Intro to PostgreSQL generate_series

For a recent project, we wanted to efficiently present a week's worth of data, grouped by day, where each row represented the summary of an hour of activity.

While researching potential solutions, I came across the PostgreSQL generate_series function. I found it to be easy to use and could see it being useful again in the future. Let's take a look at some basic examples, then dive into a real-world usage example.

Basic examples

A series can be made up of numbers, spans of time, dates or more. A start and stop value is provided, and an optional step value.

This is a series from 1 to 4, with a step value of 2. The step value can also be negative which would make it count down (when the start value is greater than the stop value).

select * from generate_series(1,4,2);
 generate_series
-----------------
               1
               3

A series can also be made up of days. Here is an example from today, to 2 days from now, with a step value of 1 day.

select * from generate_series(now()::date, now()::date + interval '2 days', '1 day');
   generate_series
---------------------
 2016-09-20 00:00:00
 2016-09-21 00:00:00
 2016-09-22 00:00:00

Real-world problem, background info

For our real world example, things will get a little more complicated by combining a couple of queries. The real world example is the reporting example mentioned above, where we want a few days worth of activity, and output rows for each day, whether there were earnings or not.

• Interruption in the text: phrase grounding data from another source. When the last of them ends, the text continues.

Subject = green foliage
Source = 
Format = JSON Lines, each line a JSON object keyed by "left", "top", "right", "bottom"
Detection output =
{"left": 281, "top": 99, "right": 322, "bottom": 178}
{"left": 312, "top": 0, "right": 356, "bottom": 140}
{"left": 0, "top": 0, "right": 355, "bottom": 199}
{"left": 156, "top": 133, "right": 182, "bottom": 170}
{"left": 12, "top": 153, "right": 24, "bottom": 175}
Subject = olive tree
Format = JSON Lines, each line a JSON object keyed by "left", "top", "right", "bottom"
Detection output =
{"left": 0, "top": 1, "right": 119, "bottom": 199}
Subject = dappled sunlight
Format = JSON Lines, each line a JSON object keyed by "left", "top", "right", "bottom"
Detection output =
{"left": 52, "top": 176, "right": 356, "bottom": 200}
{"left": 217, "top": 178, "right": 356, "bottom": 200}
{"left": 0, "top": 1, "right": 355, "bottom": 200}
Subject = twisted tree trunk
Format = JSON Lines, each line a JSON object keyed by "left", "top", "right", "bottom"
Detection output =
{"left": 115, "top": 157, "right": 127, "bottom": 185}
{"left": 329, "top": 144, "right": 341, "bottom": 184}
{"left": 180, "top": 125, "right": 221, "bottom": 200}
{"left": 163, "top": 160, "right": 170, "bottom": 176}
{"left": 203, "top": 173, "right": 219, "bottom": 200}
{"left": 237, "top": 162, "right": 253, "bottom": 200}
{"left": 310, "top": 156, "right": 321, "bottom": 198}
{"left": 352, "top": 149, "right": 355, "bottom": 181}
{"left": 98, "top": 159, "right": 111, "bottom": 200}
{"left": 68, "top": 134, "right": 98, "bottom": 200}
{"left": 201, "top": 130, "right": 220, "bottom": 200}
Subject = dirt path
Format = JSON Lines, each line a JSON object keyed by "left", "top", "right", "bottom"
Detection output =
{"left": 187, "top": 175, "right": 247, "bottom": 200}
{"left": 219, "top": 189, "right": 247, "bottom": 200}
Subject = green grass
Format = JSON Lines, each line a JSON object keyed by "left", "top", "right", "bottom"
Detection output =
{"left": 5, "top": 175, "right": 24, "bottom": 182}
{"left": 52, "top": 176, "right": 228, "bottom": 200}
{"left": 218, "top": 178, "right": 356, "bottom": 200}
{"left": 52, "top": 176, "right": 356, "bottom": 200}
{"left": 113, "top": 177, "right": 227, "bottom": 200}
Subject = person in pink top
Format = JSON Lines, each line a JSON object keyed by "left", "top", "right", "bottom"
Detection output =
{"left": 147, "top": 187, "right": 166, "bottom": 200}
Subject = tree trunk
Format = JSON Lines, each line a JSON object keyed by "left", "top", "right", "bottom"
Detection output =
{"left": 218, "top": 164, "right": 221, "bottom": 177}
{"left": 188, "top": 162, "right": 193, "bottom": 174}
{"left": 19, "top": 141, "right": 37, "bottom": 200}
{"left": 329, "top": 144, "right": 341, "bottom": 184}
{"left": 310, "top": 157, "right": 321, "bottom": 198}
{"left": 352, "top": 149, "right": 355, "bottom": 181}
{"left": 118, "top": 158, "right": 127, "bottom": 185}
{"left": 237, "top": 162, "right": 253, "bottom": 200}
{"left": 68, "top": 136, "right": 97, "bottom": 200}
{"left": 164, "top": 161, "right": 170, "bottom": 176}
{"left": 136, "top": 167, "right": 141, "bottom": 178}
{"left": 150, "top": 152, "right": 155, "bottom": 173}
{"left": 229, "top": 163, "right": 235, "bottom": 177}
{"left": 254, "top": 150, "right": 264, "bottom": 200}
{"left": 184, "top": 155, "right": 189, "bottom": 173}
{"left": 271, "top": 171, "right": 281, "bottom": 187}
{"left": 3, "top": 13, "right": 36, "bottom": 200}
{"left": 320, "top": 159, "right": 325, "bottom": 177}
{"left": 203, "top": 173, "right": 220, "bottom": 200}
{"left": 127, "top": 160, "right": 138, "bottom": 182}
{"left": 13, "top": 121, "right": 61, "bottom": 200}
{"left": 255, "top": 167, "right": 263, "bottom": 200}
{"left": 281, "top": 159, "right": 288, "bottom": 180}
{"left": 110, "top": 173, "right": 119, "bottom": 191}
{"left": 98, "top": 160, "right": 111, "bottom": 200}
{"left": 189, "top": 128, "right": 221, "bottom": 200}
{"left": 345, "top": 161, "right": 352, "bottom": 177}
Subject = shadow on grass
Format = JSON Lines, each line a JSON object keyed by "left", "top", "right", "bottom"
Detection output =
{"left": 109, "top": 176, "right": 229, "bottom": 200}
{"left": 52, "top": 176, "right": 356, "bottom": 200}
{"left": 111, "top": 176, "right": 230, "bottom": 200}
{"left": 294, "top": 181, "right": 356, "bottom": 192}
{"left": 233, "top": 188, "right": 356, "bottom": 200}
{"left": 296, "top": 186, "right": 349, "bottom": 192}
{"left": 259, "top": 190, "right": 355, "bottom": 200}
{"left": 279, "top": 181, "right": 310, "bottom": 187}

The final result should look like this:

    date    |  sum
------------+-------
 2016-09-20 | 148.3
 2016-09-21 | 112.6
 2016-09-22 |

To better understand the data and the query, let's set up a table and some rows.

We'll insert some rows that summarize earnings for an employee, by hour, and we can put this in to a test database called test_db.

CREATE DATABASE test_db;

CREATE TABLE earnings (employee_id integer NOT NULL, hour timestamp NOT NULL, total numeric NOT NULL);

Employee "1" worked on September 20 and 21, but not on the 22nd.

insert into earnings (employee_id, hour, total) VALUES (1, '2016-09-20 08:00:00', 25.0);
insert into earnings (employee_id, hour, total) VALUES (1, '2016-09-20 09:00:00', 70.3);
insert into earnings (employee_id, hour, total) VALUES (1, '2016-09-20 10:00:00', 53.0);

insert into earnings (employee_id, hour, total) VALUES (1, '2016-09-21 08:00:00', 11.5);
insert into earnings (employee_id, hour, total) VALUES (1, '2016-09-21 09:00:00', 39.7);
insert into earnings (employee_id, hour, total) VALUES (1, '2016-09-21 10:00:00', 61.4);

You should have 6 rows in the earnings table now. Now that the data is in place, let's do some analysis. We can extract the date from each hour column timestamp, and group on that, so that we can create a daily sum of the total column.

SELECT to_char(hour, 'YYYY-MM-DD') as day, sum(total)
FROM earnings
GROUP BY day
ORDER BY day ASC;
    day     |  sum
------------+-------
 2016-09-20 | 148.3
 2016-09-21 | 112.6

Real-world problem, final solution

We know how to summarize earnings for days where we have database records, but what about days where there aren't any? That's where generate_series comes in!

Let's imagine a user wanted to see earnings for 3 days, from September 20 to 22. We generate a series with a step value of 1 day, for those start and end dates. We then do a left outer join on the earnings table by date. The final query looks like this:

SELECT
    series.date,
    sum(e.total)

FROM (
    select to_char(day, 'YYYY-MM-DD') as date FROM
    generate_series('2016-09-20'::date, '2016-09-22'::date, '1 day') as day
) series

LEFT OUTER JOIN (
    SELECT * from earnings
    WHERE hour >= '2016-09-20' AND hour <= '2016-09-22') AS e
    ON (series.date = to_char(e.hour, 'YYYY-MM-DD')
)

GROUP BY series.date
ORDER BY series.date;

The final result should look like this. Now the data is organized in a way that makes it easy to work with as a CSV file, or in a programming language. Nice!

    date    |  sum
------------+-------
 2016-09-20 | 148.3
 2016-09-21 | 112.6
 2016-09-22 |

That's all for now. Thanks for stopping by.